Perusing some blogs today, I came across this one, written by a woman reflecting on the huge amazeballs of a lottery that happened this past week. She mentioned what she would do with the money, but noted that she didn’t really want anything, and besides, all the things she did want, she had to work/wait for, which made getting the actual thing that much sweeter.
Totally get it.
But, unlike her, I will never win the lottery, because I won’t play the lottery ever again. There is wayyyyyy too much pressure involved.
Here are the problems with the lottery.
1) If I won, I’d be happy for about five seconds, because some immediate problems would be solved for my extended family. Hooray! …But then there would be a lot of money left. And what would I do with it? Would I be doing the right things with it? Helping the right people? Helping enough people? I don’t know anything about business or charities. I seriously would just run around and physically throw money at poor people. I know that wouldn’t do much good in the long term, which is why I’d be a horrible lottery winner. I’d shame my family even more than I do now.
2) Then there’s what happens when other people find out you’ve won (and in PA they have it on public record if you win). I read once about this guy who won a crazy-big lotto a couple of years ago and he straight-up had to hire SECURITY DETAIL to go with him when he went to pick up his check. He didn’t even have the money on him yet and he was being shaken down like an old bottle of mustard. NO THANKS.
3) Largely speaking, there weren’t a ton of super-wealthy people that were prominently featured in the Bible. Jesus was obviously poor. He didn’t bring in much income after He started His ministry. Fishermen weren’t super wealthy. Tax collectors (those who had more money because they shook down the ones they collected taxes from and skimmed off the top) kind of had money, but they’re by-and-large not spoken well of in the scriptures. The only real person that I can recall who had more money that was worth mentioning was Joseph of Arimethea, and he was only mentioned because his money was the only reason Jesus could be buried in the first place.

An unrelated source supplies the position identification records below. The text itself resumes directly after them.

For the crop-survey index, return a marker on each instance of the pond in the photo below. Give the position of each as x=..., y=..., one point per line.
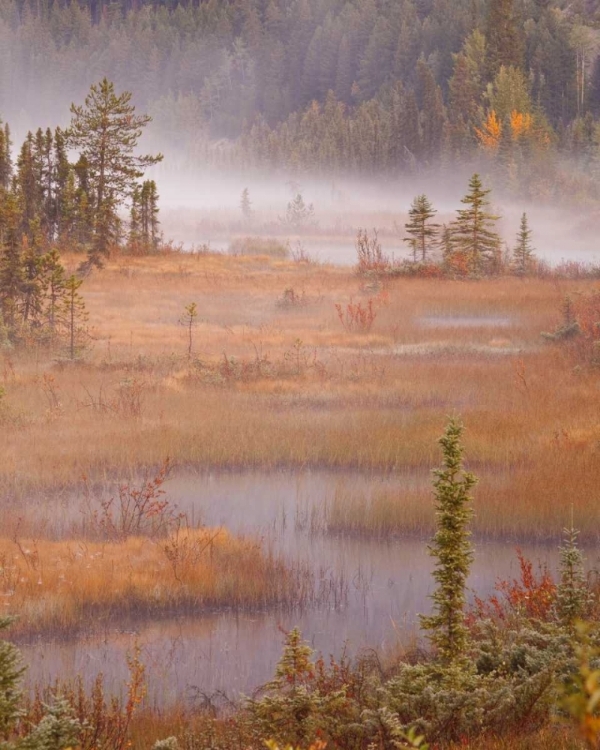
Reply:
x=372, y=590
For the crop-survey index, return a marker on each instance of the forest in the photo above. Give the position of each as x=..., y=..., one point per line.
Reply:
x=330, y=86
x=253, y=498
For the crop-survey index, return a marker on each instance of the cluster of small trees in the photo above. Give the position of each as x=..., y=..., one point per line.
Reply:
x=470, y=245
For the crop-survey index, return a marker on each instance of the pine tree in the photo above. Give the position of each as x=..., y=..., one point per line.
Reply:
x=135, y=220
x=572, y=593
x=298, y=214
x=12, y=277
x=246, y=205
x=423, y=235
x=11, y=671
x=53, y=289
x=106, y=130
x=74, y=317
x=523, y=254
x=63, y=186
x=451, y=547
x=472, y=232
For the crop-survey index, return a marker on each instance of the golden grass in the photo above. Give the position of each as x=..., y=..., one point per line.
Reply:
x=272, y=385
x=58, y=588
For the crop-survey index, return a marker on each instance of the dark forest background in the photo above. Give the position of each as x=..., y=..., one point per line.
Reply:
x=365, y=87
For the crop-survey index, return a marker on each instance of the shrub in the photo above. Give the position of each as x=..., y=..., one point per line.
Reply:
x=259, y=246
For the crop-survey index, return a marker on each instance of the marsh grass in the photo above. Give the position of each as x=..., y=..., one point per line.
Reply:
x=61, y=588
x=291, y=388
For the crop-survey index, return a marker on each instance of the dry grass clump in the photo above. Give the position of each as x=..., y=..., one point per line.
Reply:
x=290, y=387
x=59, y=588
x=259, y=246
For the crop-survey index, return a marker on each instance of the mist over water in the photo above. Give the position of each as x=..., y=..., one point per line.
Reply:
x=203, y=207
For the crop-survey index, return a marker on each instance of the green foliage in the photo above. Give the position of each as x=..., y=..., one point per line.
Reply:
x=11, y=671
x=74, y=317
x=306, y=701
x=473, y=233
x=423, y=234
x=58, y=730
x=451, y=547
x=298, y=214
x=523, y=254
x=189, y=319
x=105, y=129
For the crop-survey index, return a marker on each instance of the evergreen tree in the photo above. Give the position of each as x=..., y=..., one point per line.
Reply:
x=504, y=37
x=106, y=130
x=11, y=671
x=572, y=593
x=451, y=547
x=523, y=254
x=472, y=231
x=298, y=214
x=246, y=205
x=135, y=219
x=12, y=278
x=5, y=158
x=74, y=317
x=423, y=234
x=149, y=223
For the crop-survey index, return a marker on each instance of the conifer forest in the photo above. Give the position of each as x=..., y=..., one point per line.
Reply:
x=299, y=374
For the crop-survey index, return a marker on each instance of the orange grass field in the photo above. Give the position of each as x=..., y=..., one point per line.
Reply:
x=278, y=378
x=58, y=588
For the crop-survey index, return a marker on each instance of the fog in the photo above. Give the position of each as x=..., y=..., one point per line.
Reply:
x=202, y=206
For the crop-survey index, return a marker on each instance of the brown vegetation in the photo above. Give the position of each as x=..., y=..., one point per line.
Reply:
x=289, y=387
x=59, y=588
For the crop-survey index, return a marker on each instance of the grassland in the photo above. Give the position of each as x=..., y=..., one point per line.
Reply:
x=277, y=378
x=59, y=588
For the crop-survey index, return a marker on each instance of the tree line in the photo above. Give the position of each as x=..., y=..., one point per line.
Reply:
x=50, y=201
x=347, y=85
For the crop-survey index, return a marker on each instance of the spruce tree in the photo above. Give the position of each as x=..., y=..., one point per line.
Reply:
x=504, y=37
x=246, y=205
x=523, y=254
x=5, y=158
x=74, y=317
x=135, y=219
x=572, y=593
x=451, y=547
x=106, y=130
x=52, y=283
x=423, y=234
x=473, y=231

So, okay, Jesus. But look at the Saints, too: not a lot of money among them.
Money distracts, I guess. It shifts focus, even for a little while. Suddenly, if you have money, you’re not worried about God providing for you anymore. You lose track of the idea of what “give us this day our Daily Bread” means because you’ve got daily bread.
I’m not against people having money. I’m not. I’m in a position to talk about it because my husband is an excellent provider for our family, and practically speaking, money is what gives us food and electricity and Internet access and phone services. I even think having a lot of money can be a good thing. But, and I know it might sound weird, but I am totally against someone (especially the poor and lower-middle-class, since they tend to play the lottery the most overall), suddenly waking up with $300 million dollars. That CANNOT be good for you. It could be good to have that much money if you’ve worked for it, because you came up with it – you have a history with it, you understand its boundaries. But there’s no way you can go through life with that much unearned money and still understand who you are and who the people around you are. This is also why I am fascinated by the inner workings of filthy rich children who come from tremendous family empires and have no concept of money. It’s really similar. It ruins people.
My husband thinks I’m crazy. I bought a lotto ticket the last time it went really big, just because everyone else was doing it. I won zero dollars, and the greatest emotion I felt when I realized that was relief. I could just go back to being me.